L’ancien ministre du Plan dans le gouvernement intérimaire, Augustin NGIRABATWARE, arrêté en Allemagne après avoir bizarrement échappé à une interpellation en France, vient de voir sa peine ramenée à trente ans de prison dans son procès en appel au TPIR. L’important est qu’il ait été reconnu coupable d’avoir participé au génocide. Il restera maintenant au Tribunal d’Arusha de terminer les derniers procès en appel, dont ceux de madame NYIRAMASUHUKO et de son fils Shalom NTAHOBALI. Le TPIR devrait fermer ses portes au milieu de l’an prochain si les délais sont respectés. Voici de longues années qu’on nous annonce sa fermeture…

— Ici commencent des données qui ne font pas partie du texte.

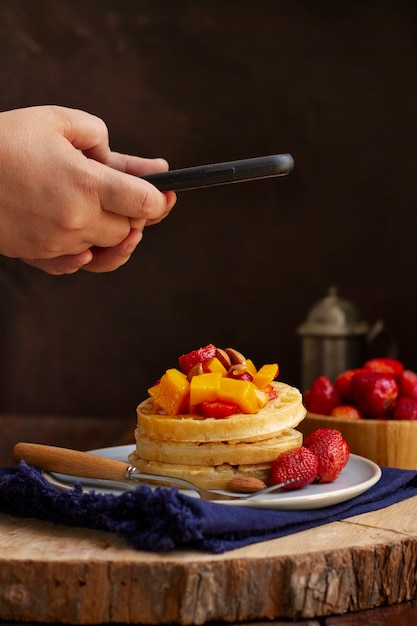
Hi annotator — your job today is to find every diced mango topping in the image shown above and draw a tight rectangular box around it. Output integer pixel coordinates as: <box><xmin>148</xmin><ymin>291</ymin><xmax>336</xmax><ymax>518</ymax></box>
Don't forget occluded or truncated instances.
<box><xmin>148</xmin><ymin>368</ymin><xmax>190</xmax><ymax>415</ymax></box>
<box><xmin>190</xmin><ymin>372</ymin><xmax>222</xmax><ymax>407</ymax></box>
<box><xmin>218</xmin><ymin>378</ymin><xmax>259</xmax><ymax>413</ymax></box>
<box><xmin>148</xmin><ymin>344</ymin><xmax>279</xmax><ymax>418</ymax></box>
<box><xmin>253</xmin><ymin>363</ymin><xmax>278</xmax><ymax>389</ymax></box>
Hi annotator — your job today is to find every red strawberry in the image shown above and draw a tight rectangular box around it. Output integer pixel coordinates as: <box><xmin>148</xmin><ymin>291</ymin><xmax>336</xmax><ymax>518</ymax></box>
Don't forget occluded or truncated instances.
<box><xmin>330</xmin><ymin>404</ymin><xmax>363</xmax><ymax>420</ymax></box>
<box><xmin>352</xmin><ymin>370</ymin><xmax>398</xmax><ymax>418</ymax></box>
<box><xmin>304</xmin><ymin>428</ymin><xmax>350</xmax><ymax>483</ymax></box>
<box><xmin>334</xmin><ymin>367</ymin><xmax>362</xmax><ymax>403</ymax></box>
<box><xmin>198</xmin><ymin>400</ymin><xmax>240</xmax><ymax>419</ymax></box>
<box><xmin>262</xmin><ymin>385</ymin><xmax>278</xmax><ymax>400</ymax></box>
<box><xmin>392</xmin><ymin>397</ymin><xmax>417</xmax><ymax>420</ymax></box>
<box><xmin>271</xmin><ymin>446</ymin><xmax>318</xmax><ymax>489</ymax></box>
<box><xmin>304</xmin><ymin>376</ymin><xmax>340</xmax><ymax>415</ymax></box>
<box><xmin>398</xmin><ymin>370</ymin><xmax>417</xmax><ymax>399</ymax></box>
<box><xmin>363</xmin><ymin>356</ymin><xmax>404</xmax><ymax>378</ymax></box>
<box><xmin>178</xmin><ymin>343</ymin><xmax>216</xmax><ymax>374</ymax></box>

Des bilans du fonctionnement de cette institution internationale ont déjà été tentés. Gouffre financier, magouilles, procès interminables… il y aurait beaucoup à dire. Nous laisserons les analystes faire leur travail. Le TPIR aura au moins eu le mérite d’exister et de condamner une soixantaine de « gros bonnets » du génocide des Tutsi. On peut convenir que c’est peu quand on connaît le nombre de personnes soupçonnées d’avoir participé au génocide et qui ont échappé ou échapperont à la justice. Pour rappel, près de trente dossiers sur le bureau des juges d’instruction du pôle crimes contre l’humanité au TGI de Paris, toujours à l’initiative d’associations comme le CPCR qui ont dû se porter parties civiles et sans le travail desquelles aucune poursuite n’aurait eu lieu en France. Un seul procès en 20 ans, celui de Pascal SIMBIKANGWA condamné pour génocide le 14 mars dernier. Il a fait appel! Et tout cela avec des moyens financiers quasi inexistants pour les parties civiles. Tant d’argent dépensé à Arusha! Deux poids, deux mesures. Le Conseil de sécurité, qui a mis en place le TPIR, ne pourrait-il pas prévoir maintenant de consacrer une petite partie de l’argent qu’il ne dépensera plus pour soutenir le travail des plaignants dans les instances judiciaires nationales? C’est une simple suggestion, probablement naïve, mais comment va-t-on pouvoir continuer à assumer la mission que nous nous sommes donnée sans un minimum de moyens pour financer notre combat pour la justice.
Près de trente dossiers en France, mais il pourrait y en avoir probablement quatre fois plus. Beaucoup de personnes qui ont échappé à la justice à ce jour, et qui se sont refait une virginité, continueront probablement à vivre dans la plus totale impunité. C’est choquant mais c’est la vérité. Dans l’état actuel des choses, nous ne pouvons pas faire plus. C’est la limite des combats quelque peu « solitaires » même si nous devons reconnaître le rôle irremplaçable de tous ceux qui nous soutiennent. Il faudrait être encore plus nombreux si l’on veut que notre pays, la France, ne devienne pas définitivement une « terre d’asile » pour des personnes soupçonnées d’avoir commis le crime des crimes, celui de génocide. Nos responsables politiques ont souvent répété qu’il n’en serait rien. Nous ne demandons qu’à le croire. Mais les paroles lénifiantes ne peuvent nous satisfaire: nous ne croirons qu’aux faits. Et nous sommes loin des beaux discours. Nous continuerons à nous battre jusqu’à notre dernier souffle mais le travail n’est pas terminé et ne le sera probablement jamais. Nous continuerons à nous battre pour rendre leur dignité aux victimes et à leurs familles.